Peter Mant MacIntyre Kemp (Bombay, 19 August 1913 – London, 30 October 1993), known as Peter Kemp, was an English soldier and writer. The son of a judge in British India, Kemp was educated at Wellington College and proceeded to Trinity College, Cambridge where he studied classics and law. He became notable for his participation in the Spanish Civil War and during World War II as a member of the Special Operations Executive.

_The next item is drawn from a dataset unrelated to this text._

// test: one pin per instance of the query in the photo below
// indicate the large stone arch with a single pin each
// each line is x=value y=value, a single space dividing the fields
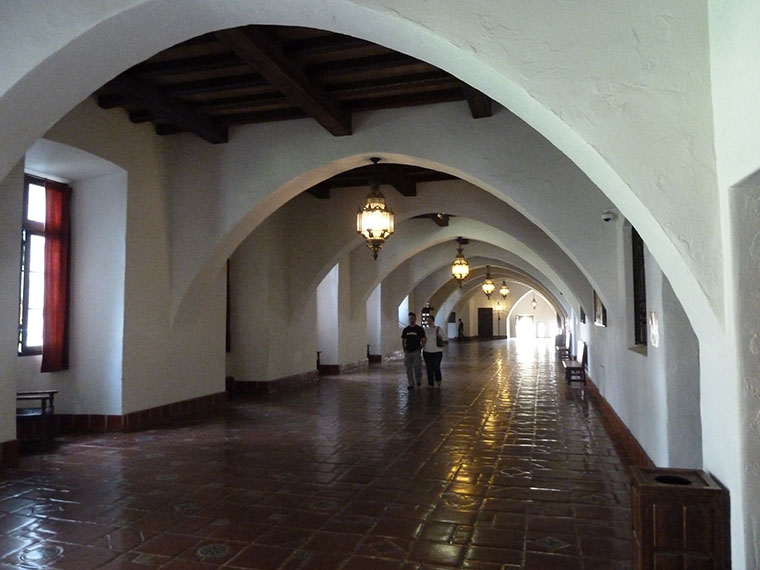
x=654 y=162
x=110 y=39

As a staunch Conservative and Monarchist, he was alarmed by the rise of Communism and in November 1936, shortly after the end of the Siege of Alcazar, broke off from reading for the bar and travelled to Spain where he joined a Carlist unit under the Nationalists. He was given journalistic cover for entry into Spain by Collin Brooks, then editor of the Sunday Dispatch, "to collect news and transmit articles for the Sunday Dispatch from the Spanish Fronts of War." He later transferred to the Spanish Legion where, in a rare distinction for a non-Spaniard, he commanded a platoon. Kemp was often badgered by his Spanish comrades about whether he was a freemason due to his protestant background. On one occasion his unit captured a Belfast man who had deserted from the Republican side. Despite Kemp's attempts to intervene on the man's behalf, he was ordered to supervise his execution.